Sentaram-se na varanda, num mesmo banco, e observaram a paisagem: várias casas parecidas, construções antigas, mas muito boas. Postes de energia, lâmpadas de mercúrio semiacesas. Várias árvores floríferas, pássaros pousados em seus galhos. Em alguns jardins havia cachorros - alguns latiam, por causa dos rojões de final de campeonato de futebol. O céu era de um azul bebê muito nítido, apenas com umas poucas nuvens, as quais quase se podia tocar, de tão próximas que pareciam. E deviam ser feitas de algodão, por seu tom branco impecável - era impossível que fossem constituídas de qualquer chuva ou temporal, pois traziam uma paz que não combinava em nada com raios e trovões. "Você me traiu", disse ela em tom melancólico, quase chorando de dor.
"Perdoa-me, não pude controlar. Aliás, você sabe... Várias coisas simplesmente acontecem, sem que saibamos o porquê e sem que as percebamos acontecerem...", respondia ele, resignadamente, antes de ser interrompido aos gritos.
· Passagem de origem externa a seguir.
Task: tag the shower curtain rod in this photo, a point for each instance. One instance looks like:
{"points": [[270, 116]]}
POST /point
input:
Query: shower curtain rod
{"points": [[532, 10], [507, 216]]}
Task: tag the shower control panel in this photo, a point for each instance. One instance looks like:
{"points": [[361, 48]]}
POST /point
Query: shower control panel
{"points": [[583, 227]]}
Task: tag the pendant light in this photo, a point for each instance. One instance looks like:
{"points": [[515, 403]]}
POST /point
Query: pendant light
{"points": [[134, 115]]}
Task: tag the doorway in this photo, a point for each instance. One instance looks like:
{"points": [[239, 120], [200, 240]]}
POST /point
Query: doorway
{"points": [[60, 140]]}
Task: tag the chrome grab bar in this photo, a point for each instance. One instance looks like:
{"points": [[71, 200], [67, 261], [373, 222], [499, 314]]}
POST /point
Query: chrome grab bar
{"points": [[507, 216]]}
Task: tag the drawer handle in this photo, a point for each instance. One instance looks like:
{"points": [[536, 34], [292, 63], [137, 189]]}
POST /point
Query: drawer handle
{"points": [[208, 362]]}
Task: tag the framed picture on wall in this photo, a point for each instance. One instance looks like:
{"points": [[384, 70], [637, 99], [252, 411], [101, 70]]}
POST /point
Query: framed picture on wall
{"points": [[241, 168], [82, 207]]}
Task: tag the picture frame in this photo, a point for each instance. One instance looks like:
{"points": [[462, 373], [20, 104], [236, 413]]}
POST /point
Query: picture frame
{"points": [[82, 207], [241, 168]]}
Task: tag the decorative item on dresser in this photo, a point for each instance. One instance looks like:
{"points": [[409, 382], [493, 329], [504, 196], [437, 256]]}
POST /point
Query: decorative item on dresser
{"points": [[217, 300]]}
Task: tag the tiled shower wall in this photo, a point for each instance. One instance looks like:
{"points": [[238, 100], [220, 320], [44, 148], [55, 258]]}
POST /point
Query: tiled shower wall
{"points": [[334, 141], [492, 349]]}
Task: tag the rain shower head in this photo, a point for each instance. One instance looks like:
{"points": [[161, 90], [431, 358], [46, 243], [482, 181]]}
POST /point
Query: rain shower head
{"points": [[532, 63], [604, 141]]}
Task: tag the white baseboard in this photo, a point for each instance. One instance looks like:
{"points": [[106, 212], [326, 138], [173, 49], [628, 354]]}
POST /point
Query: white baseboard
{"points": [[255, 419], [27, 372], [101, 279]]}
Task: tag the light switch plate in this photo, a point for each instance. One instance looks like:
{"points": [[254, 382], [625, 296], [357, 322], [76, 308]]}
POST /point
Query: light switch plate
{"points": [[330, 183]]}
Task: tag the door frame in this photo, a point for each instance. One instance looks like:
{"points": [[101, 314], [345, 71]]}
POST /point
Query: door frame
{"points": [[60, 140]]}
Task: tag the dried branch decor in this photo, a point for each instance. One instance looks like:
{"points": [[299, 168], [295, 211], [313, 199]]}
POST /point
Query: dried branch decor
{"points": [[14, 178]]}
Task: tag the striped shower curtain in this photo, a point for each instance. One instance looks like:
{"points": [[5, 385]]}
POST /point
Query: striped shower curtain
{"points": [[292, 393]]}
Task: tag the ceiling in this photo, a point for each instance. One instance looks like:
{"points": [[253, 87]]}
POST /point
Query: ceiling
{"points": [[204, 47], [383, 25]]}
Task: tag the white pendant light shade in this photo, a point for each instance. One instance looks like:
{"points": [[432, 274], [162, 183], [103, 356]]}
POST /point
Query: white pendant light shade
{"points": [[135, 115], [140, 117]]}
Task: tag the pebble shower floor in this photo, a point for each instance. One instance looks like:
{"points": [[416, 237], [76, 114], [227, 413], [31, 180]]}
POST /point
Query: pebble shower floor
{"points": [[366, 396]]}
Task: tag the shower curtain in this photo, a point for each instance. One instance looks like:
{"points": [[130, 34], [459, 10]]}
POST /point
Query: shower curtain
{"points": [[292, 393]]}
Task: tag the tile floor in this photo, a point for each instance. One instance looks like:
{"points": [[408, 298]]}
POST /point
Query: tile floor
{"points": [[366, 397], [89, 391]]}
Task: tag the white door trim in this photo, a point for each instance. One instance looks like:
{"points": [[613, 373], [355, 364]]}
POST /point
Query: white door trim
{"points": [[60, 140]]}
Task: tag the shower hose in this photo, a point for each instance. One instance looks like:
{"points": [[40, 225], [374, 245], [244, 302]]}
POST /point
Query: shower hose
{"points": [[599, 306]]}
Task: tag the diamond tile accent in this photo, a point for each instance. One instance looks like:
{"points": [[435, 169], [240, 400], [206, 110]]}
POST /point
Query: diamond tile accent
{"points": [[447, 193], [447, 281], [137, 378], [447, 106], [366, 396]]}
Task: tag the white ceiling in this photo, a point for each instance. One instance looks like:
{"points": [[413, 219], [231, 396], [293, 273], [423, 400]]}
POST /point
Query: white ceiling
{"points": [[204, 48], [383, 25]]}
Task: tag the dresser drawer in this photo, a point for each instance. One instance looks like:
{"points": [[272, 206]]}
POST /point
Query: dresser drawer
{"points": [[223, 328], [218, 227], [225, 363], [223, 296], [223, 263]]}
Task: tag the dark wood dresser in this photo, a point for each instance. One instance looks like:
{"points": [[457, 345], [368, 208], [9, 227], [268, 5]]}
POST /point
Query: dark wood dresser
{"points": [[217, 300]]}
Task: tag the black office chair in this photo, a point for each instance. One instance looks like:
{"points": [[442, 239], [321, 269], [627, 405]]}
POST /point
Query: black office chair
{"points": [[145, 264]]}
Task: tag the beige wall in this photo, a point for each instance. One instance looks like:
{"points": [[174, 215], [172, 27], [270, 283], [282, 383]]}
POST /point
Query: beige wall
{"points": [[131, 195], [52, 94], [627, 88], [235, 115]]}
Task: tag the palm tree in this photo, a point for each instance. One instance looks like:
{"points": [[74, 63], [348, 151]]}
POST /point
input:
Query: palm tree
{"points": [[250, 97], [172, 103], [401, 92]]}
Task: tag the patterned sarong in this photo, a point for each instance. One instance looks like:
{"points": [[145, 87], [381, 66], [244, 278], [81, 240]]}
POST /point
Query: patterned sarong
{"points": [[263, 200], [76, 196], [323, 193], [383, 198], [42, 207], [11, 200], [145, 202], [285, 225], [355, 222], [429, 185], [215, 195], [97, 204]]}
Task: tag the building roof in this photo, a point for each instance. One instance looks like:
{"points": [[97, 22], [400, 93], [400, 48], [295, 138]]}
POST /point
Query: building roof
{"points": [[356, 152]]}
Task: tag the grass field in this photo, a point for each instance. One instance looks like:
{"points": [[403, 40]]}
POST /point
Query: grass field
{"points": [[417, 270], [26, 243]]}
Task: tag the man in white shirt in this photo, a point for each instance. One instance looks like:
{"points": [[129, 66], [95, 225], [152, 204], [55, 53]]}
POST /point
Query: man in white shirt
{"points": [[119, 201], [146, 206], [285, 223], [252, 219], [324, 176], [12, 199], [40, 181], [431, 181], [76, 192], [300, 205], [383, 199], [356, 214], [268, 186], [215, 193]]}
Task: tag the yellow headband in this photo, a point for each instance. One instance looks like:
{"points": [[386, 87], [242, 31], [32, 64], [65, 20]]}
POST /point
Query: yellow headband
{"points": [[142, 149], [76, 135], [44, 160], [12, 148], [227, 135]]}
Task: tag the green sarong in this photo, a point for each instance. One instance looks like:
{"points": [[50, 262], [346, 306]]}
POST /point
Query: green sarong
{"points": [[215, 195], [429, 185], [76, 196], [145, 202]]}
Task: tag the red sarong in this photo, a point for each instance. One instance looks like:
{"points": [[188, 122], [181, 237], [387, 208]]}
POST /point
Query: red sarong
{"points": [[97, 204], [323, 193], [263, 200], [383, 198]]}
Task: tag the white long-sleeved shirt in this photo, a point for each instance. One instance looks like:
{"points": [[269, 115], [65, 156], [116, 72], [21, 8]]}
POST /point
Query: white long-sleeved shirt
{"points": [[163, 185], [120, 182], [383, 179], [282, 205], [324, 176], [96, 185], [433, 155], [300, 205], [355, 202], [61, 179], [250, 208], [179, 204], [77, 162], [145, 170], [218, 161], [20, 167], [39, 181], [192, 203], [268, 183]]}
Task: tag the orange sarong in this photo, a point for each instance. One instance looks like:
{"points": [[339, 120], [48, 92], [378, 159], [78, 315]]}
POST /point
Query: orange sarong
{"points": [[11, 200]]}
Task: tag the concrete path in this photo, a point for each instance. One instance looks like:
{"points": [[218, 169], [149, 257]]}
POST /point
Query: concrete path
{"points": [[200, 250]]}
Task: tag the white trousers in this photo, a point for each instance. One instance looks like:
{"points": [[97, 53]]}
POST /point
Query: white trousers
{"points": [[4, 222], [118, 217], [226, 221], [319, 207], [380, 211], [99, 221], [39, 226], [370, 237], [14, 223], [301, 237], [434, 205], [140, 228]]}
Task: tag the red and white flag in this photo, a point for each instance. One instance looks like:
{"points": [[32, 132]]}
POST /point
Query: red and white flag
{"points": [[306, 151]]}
"Não me venha com essa de que não se deu conta do que estava fazendo! Acha que sou tola? Você poderia, perfeitamente, ter me afastado de tanto sofrimento, de tanta dor e tantas lágrimas! Se eu pudesse me livraria de você", havia um tom desesperado em sua voz, ela quase não conseguia conter as lágrimas que rolavam de seus olhos, passando pelas maçãs de seu rosto, até chegarem os lábios trêmulos.
"Não fale assim... Você precisa de mim, eu preciso de você!", respondia ele, começando a perceber toda a dor e todo o vazio que a habitavam, como parasitas. "Mas, se te faz melhor, vou embora. Posso voltar quando toda essa maré houver passado."
"Era o que eu deveria querer. Mas não consigo suportar te sentir longe", as lágrimas começavam a cessar, o pranto já não era tão doído. Mas ainda assim, se podia ver nos olhos dela toda a angústia que carregava.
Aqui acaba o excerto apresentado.